Lujan, who was born in Española, was a catcher on the nationally-famous five-man softball team from Los Alamos in the late 1950s, catching games for star pitcher Bernard L. “Bun” Ryan.
The team’s founding member, Lou Pierotti, often got together with Lujan to play golf or partake in other activities when they weren’t on the softball field.
“He was very competitive,” Pierotti said. “Anything he did, he always wanted to win.”
According to his family, Lujan was a Korean War veteran. During his service, Lujan was decorated with a Purple Heart and a Bronze Star.
Ryan, who “went through catchers like I went through socks” in his heyday, remembered Lujan’s first game catching for the Clowns.
In that game, the Clowns earned a 2-1 victory in Durango, Colo., playing against the Durango city squad. Durango was the reigning Colorado state open champion at the time.
Lujan’s fiery, competitive nature shone through when he was with the Clowns.
“He kept everyone on their toes, I’ll tell you that,” Ryan said.
Lujan played with the Clowns for four seasons.
Pierotti’s Clowns played for 22 years before retiring in 1977, winning 177 of 200 games. All the proceeds from their games went to charity.
Prior to entering the Korean War, Lujan was a four-sport star at Española High School, letting in football, basketball, track and baseball.

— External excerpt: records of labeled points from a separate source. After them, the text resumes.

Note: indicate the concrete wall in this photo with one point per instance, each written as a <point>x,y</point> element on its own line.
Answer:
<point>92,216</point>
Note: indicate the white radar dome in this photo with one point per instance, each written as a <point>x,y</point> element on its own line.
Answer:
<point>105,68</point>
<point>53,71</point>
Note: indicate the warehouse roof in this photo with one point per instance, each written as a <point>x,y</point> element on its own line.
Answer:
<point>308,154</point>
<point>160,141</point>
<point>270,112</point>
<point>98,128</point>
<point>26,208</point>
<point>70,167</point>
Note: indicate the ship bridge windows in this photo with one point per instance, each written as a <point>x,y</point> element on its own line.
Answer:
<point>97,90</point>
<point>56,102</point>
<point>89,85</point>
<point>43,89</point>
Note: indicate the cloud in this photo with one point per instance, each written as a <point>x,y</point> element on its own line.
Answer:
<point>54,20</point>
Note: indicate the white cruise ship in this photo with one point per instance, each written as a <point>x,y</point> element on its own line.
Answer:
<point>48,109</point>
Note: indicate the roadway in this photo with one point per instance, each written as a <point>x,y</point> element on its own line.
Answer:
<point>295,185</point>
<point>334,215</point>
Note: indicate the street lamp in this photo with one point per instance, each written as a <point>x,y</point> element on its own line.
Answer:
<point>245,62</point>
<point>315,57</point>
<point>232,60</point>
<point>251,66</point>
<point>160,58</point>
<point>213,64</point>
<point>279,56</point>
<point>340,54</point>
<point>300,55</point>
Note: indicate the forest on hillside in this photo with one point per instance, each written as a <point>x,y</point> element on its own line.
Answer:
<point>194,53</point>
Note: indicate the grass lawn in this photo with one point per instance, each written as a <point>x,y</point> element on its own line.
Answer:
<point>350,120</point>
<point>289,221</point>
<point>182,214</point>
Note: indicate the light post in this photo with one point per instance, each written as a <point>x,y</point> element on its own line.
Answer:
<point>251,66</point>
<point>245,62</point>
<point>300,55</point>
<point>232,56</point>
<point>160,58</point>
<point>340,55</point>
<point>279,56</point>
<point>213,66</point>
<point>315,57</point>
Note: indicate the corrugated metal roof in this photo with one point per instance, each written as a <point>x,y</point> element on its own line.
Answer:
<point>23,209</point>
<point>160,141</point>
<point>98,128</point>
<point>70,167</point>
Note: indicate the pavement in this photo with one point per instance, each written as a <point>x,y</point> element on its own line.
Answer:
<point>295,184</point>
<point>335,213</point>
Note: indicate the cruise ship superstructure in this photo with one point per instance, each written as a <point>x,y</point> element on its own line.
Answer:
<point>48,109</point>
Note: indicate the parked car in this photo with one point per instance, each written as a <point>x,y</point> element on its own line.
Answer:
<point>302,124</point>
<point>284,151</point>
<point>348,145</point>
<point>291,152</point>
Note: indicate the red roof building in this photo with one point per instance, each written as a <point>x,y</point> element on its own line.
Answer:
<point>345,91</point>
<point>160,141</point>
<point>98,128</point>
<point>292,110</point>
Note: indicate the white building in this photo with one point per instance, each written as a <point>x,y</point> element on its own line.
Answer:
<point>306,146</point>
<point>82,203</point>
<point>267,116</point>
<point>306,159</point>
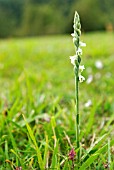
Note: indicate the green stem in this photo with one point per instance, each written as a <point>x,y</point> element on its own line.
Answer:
<point>77,110</point>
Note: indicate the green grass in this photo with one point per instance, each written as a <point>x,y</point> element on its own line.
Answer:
<point>37,103</point>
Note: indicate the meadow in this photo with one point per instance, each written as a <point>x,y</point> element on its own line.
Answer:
<point>37,103</point>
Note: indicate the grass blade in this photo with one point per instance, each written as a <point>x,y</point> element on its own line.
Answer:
<point>40,161</point>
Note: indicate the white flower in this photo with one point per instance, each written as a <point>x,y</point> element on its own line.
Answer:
<point>90,79</point>
<point>82,44</point>
<point>73,35</point>
<point>88,103</point>
<point>81,68</point>
<point>79,51</point>
<point>81,78</point>
<point>99,64</point>
<point>73,59</point>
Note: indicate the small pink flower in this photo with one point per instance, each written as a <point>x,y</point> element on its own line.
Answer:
<point>72,154</point>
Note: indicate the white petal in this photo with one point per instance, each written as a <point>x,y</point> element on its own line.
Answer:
<point>82,44</point>
<point>79,51</point>
<point>81,68</point>
<point>73,59</point>
<point>99,64</point>
<point>73,35</point>
<point>90,79</point>
<point>88,103</point>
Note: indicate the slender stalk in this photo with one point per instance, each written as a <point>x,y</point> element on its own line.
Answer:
<point>77,111</point>
<point>78,69</point>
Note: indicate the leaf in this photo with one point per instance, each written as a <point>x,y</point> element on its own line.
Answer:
<point>40,161</point>
<point>89,161</point>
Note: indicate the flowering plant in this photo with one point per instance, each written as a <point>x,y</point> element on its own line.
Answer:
<point>78,69</point>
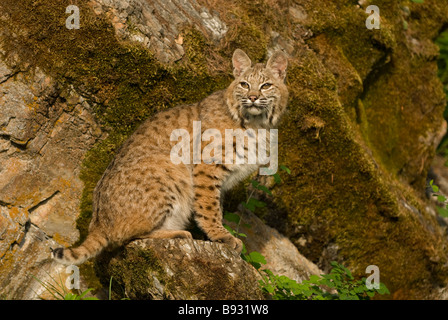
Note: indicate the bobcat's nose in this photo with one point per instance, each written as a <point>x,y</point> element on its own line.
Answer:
<point>253,98</point>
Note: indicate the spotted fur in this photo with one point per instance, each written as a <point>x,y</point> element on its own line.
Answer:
<point>142,194</point>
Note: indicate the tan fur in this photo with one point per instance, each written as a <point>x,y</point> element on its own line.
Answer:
<point>144,194</point>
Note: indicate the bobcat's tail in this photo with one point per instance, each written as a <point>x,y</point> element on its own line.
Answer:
<point>92,246</point>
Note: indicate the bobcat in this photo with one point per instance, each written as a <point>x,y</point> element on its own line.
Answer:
<point>143,194</point>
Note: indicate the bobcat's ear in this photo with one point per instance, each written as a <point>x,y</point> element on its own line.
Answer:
<point>277,64</point>
<point>241,62</point>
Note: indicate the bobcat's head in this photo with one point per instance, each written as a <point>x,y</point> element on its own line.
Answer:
<point>258,95</point>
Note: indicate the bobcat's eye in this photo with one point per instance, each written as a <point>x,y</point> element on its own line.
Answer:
<point>266,86</point>
<point>245,85</point>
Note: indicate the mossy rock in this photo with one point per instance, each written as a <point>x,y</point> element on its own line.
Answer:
<point>364,112</point>
<point>178,269</point>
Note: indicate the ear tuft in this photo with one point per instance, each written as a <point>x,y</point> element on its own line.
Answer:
<point>241,62</point>
<point>277,64</point>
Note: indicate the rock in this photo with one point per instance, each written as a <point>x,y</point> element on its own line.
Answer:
<point>178,269</point>
<point>281,255</point>
<point>158,24</point>
<point>43,140</point>
<point>365,116</point>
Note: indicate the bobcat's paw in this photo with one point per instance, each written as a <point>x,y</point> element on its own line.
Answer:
<point>231,241</point>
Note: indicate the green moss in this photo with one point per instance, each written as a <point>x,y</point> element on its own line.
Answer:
<point>132,269</point>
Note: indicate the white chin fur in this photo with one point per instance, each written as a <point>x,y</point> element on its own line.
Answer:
<point>254,111</point>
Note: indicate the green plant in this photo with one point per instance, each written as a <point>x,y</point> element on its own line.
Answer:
<point>443,210</point>
<point>59,291</point>
<point>339,284</point>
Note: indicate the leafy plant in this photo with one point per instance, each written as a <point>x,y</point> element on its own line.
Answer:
<point>443,211</point>
<point>59,291</point>
<point>339,284</point>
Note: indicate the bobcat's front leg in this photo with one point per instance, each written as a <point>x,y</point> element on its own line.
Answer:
<point>208,214</point>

Pierotti said in high school, officials from Los Alamos High School tried to talk Lujan’s parents into sending him to school in Los Alamos so he could participate in its athletic program.
Pierotti said during his time with the Clowns, Lujan’s favorite road trip was to play at the New Mexico State Penitentiary against the inmates’ teams, which the Clowns dubbed “Pen State.”
“He knew that he was bringing entertainment to many of the hundreds of inmates,” Pierotti said. “He always said that made him feel like he was doing something worthwhile.”
Catching was probably toughest position on the Clowns’ team, not only because the hard-firing Ryan was difficult to catch, but because Pierotti would often paint cantaloupes or grapefruits up like softballs and have Ryan pitch those at batters, getting the Clowns’ catchers full of pulp or juice.
When not playing for the Clowns, Lujan worked at Los Alamos National Laboratory’s S-Site, his workplace for 36 years.
Lujan is survived by his wife, Patricia Lujan, daughter Marty Montoya and her husband Leroy of Lubbock, Texas; his son Rick Lujan and daughter-in-law Loretta of Los Alamos; and his son Terry Lujan and his wife Cheryl, also of Los Alamos.
Additionally, Lujan is survived by his brothers Tony, Felix, Toby and Sevedeo, as well as their wives Rose, Carla, Elizabeth and Jackie.
Sevedeo Lujan is also a former Clown who is far better known by his nickname, Goofy.
Pierotti said Lujan was a very important member of the team throughout his tenure.
“The Clowns were the goodwill ambassadors of Los Alamos and New Mexico,” he said. “They were ambassadors of the Los Alamos Kiwanis Club, and Noe made this possible.”